Catégories
Info investissements

Dette et craintes d’inflation: des dogmes obsolètes pour investir?

«Lorsque les faits changent, je change d'avis. Que faire?" – John Maynard Keynes (apocryphe)

L'une des choses que j'admire le plus chez les gens, c'est quand ils sont capables de changer leurs opinions en fonction de nouvelles preuves, d'assumer la responsabilité des erreurs du passé et de passer à autre chose. Compte tenu de cette description, vous pouvez imaginer ce que je pense des politiciens. . .

Mais dans le monde de l'économie et de l'investissement, certains concepts sont devenus indiscernables des articles de foi ou du dogme. Les gens s'y accrochent malgré les preuves et les conséquences.

Bouton d'inscription

1. Hystérie de l'inflation

Le fait que les bilans des banques centrales en expansion – l'impression de monnaie – signifie une inflation plus élevée est un excellent exemple de l'un de ces articles de foi.

Douze années de preuves en Europe et aux États-Unis montrent que toute cette impression monétaire n'a pas seulement conduit à l'inflation, mais a eu des conséquences déflationnistes similaires à celles du Japon pendant des décennies.

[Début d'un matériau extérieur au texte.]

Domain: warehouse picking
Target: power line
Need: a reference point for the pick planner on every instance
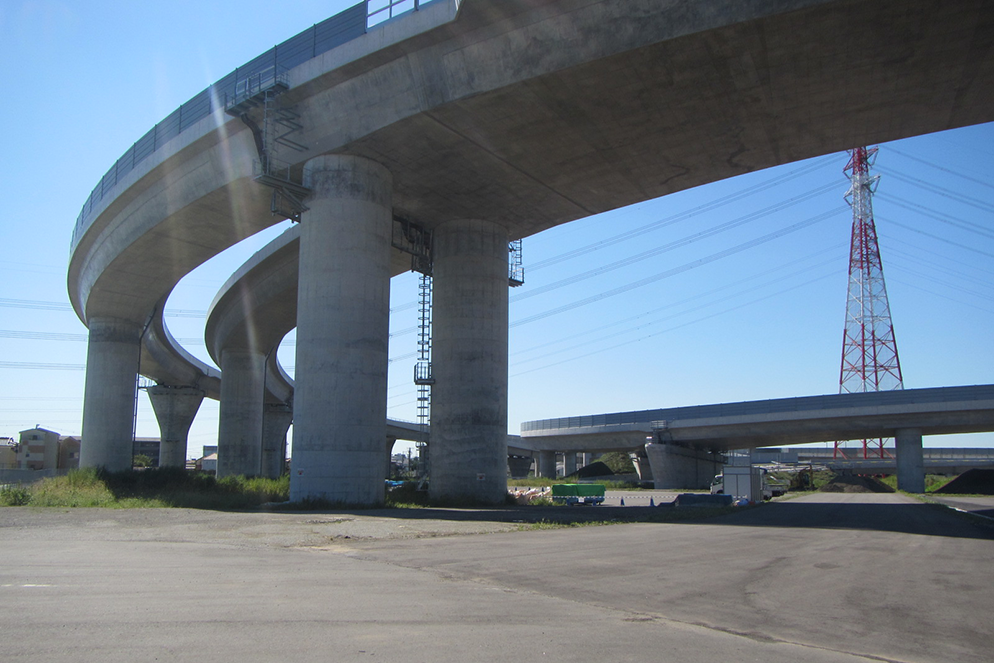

Pourtant, certains économistes et investisseurs insistent encore sur le fait que la relance monétaire de 2020 fera inévitablement pencher la balance vers une hausse de l'inflation.

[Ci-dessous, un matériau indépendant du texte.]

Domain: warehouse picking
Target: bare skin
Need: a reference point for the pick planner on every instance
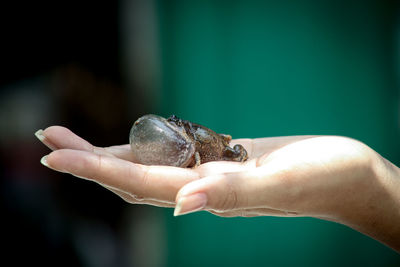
(328, 177)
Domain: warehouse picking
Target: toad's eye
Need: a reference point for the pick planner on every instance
(155, 141)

2. La dette mène à l'austérité.

Un autre article de foi: un endettement élevé du gouvernement doit être payé avec des impôts plus élevés à l'avenir et, en tant que tel, est mauvais pour la croissance économique future. Ainsi, si la dette devient trop élevée, des mesures d'austérité seront nécessaires pour équilibrer le budget.

Pourtant, de plus en plus de recherches montrent que le resserrement de la ceinture budgétaire mis en place en Europe et au Royaume-Uni au milieu de la Grande Récession et de la crise de la dette de la zone euro a causé plus de dommages à la croissance que des ratios dette / PIB élevés ne le pourraient jamais.

Image de couverture du livre Tolérance au risque et circonstances

«Quand les faits changent. . . »

Bien sûr, il y a 10 ans, je croyais à ces deux dogmes. Comme tant d'Allemands, je suis naturellement opposé à l'endettement et craint l'inflation. Pour certains de mes concitoyens, ces phobies deviennent au cœur de leur identité, avec des conséquences parfois tragiques.

Aujourd'hui, je doute fort que l'un ou l'autre de ces articles de foi soit vrai. Et en retour, les gens qui me connaissent depuis dix ans et qui ont débattu de moi à l'époque me rejettent maintenant. Leur argument: je me suis trompé pendant 10 ans, alors pourquoi devrait-on m'écouter aujourd'hui? Eh bien, comme l'a peut-être dit John Maynard Keynes. . .

Entre Olivier Blanchard. Blanchard fait partie de mes héros économiques car il est l’un de ces rares économistes qui ne lient pas leur identité à une école de pensée particulière. Au début des années 2010, il était économiste en chef au Fonds monétaire international (FMI) et a fait pression pour des mesures d'austérité au lendemain de la crise financière et de la crise de la dette dans la zone euro. Peu de temps après, il a fait un renversement étonnant, admettant qu'il avait sous-estimé les conséquences négatives de l'austérité sur la croissance.

La réputation de Blanchard – et celle du FMI – a été durement touchée par la mauvaise gestion de la crise de la dette de la zone euro et certaines personnes ne l’écoutent plus. Je dis que nous devrions l'écouter plus que jamais et donner plus de poids à ses opinions que celles d'autres économistes qui agissent comme des records battus et répètent sans cesse les mêmes dogmes.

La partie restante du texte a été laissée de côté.